Density estimation¶

The problem of estimating the probability density function for a given set of observations.

Empirical distribution function¶

Compute the empirical CDF and numerically differentiate it.

Histogram¶

Take the range of the sample and split it up into n bins, where n is a hyperparameter. Then assign a probability to each bin according to the proportion of the sample that fell within its bounds.

Kernel Density Estimation¶

The predicted density function given an a sample $x$ is:

$\hat{f}(x) = \frac{1}{n}\sum_{i=1}^n K_h(x - x_i)$

Where $K$ is the kernel and $h > 0$ is a smoothing parameter.

$K_h(x) = \frac{1}{h}K\big(\frac{x}{h}\big)$

A variety of kernels can be used.
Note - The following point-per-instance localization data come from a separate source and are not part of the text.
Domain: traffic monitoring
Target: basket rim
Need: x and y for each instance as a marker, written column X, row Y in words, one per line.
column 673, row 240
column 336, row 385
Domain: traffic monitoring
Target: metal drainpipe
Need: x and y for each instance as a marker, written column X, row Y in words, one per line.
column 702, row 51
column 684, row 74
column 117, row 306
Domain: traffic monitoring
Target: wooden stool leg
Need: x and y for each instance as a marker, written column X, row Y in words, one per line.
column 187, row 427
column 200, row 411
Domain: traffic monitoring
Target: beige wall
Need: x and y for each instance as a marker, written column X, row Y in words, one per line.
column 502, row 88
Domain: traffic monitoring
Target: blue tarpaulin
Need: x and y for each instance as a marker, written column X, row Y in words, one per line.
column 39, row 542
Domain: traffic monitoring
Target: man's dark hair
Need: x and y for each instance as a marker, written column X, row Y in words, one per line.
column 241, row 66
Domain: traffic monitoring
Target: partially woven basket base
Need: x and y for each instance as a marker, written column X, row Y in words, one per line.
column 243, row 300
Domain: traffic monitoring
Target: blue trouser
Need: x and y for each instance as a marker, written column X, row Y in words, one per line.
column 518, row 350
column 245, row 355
A common one is the Gaussian, defined as:

$K(x) = \frac{1}{\sqrt{2\pi}} e^{-\frac{1}{2} x^2}$

Disadvantages¶

The complexity at inference time is linear in the size of the sample.

Mixture Model¶

Estimates the density as a weighted sum of parametric distributions. The predicted density function for a sample $x$ is:

$\hat{f}(x) = \sum_{i=1}^k w_i \phi(x;\theta_i)$

Where $k$ is the number of distributions and each distribution, $\phi$ , is parameterised by $\theta$ . It is also weighted by a single scalar $w_i$ where $\sum_{i=1}^k w_i = 1$ .

The Gaussian is a common choice for the distribution. In this case the estimator is known as a Gaussian Mixture Model.

All of the parameters can be learnt using Expectation-Maximization, except for $k$ which is a hyperparameter.